Reliance on American precedent— the 2015 US Supreme Court decision in Obergefell vs Hodges—too, did not work. The apex court clearly noted the great differences between the US and Indian constitutional situations. What the court did not state was the political chaos that ensued in the US in the wake of the Obergefell decision, something that country continues to cope with to date.
The CJI has been criticised for making the right noises but in the end “giving nothing” to the petitioners. That is unfair. As the head of the judiciary, the CJI—of all people—knows the importance of the separation of powers. There have been instances in the past when the court came close to breaching this vital institutional barrier. Perhaps that is one reason why the CJI went out of his way to elaborately address the issue of separation of powers in the judgment. He noted that while the court had wide and extensive powers of judicial review, such powers were ultimately limited to securing the fundamental rights of aggrieved citizens. It could not be used to create a Fundamental Right out of thin air.

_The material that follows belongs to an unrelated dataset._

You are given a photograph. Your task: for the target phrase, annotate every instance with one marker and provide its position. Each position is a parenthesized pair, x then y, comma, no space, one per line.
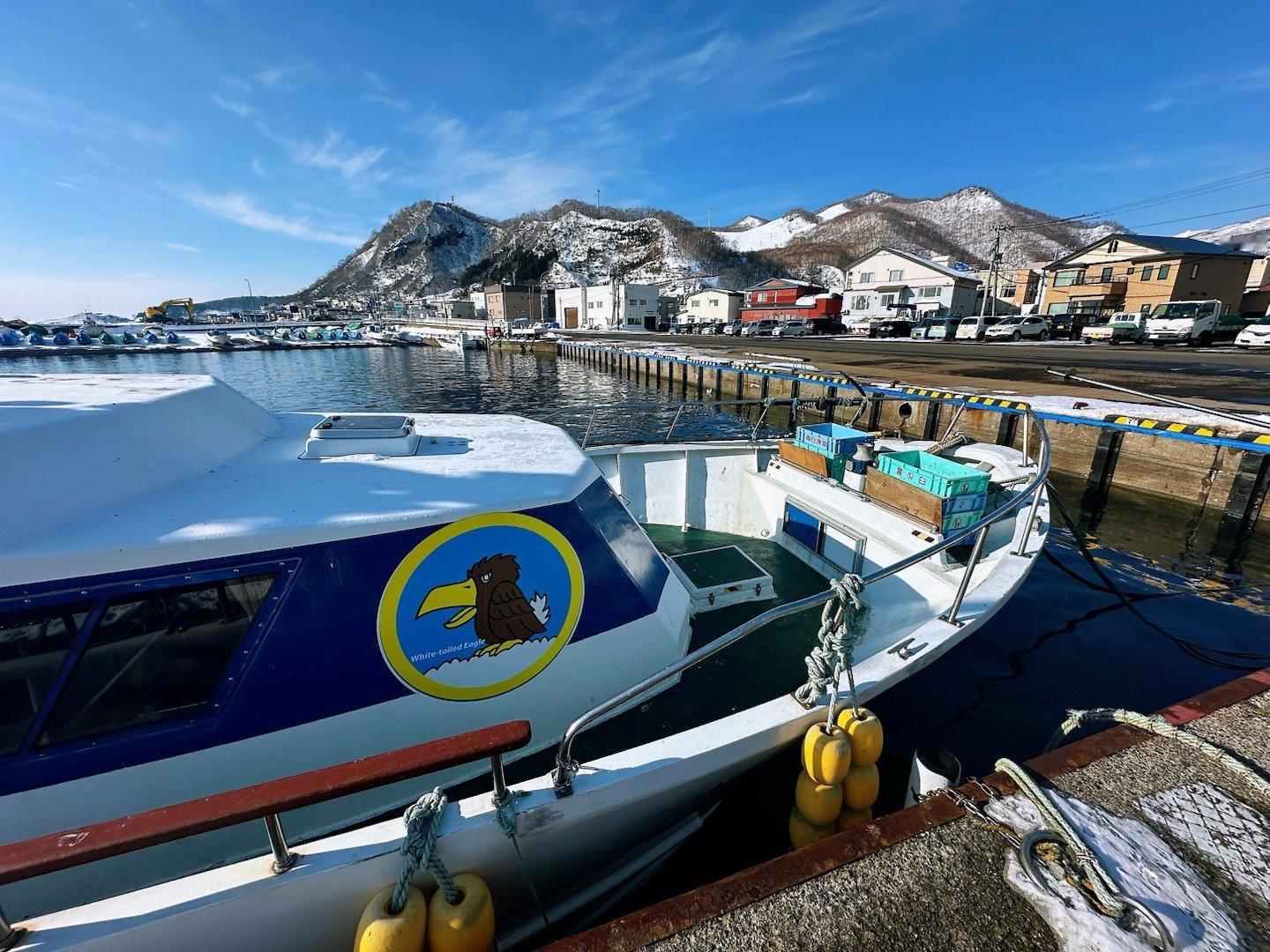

The court, both the majority and the minority, were right to direct the government to form a committee led by the Cabinet Secretary to examine the rights that could be granted to the queer community. As a democracy, it is only fitting that such an exercise be undertaken in a careful manner. But the sum and substance of what the court detailed is simple and unambiguous: the power to create the right to same-sex marriage lies with Parliament and state legislatures alone.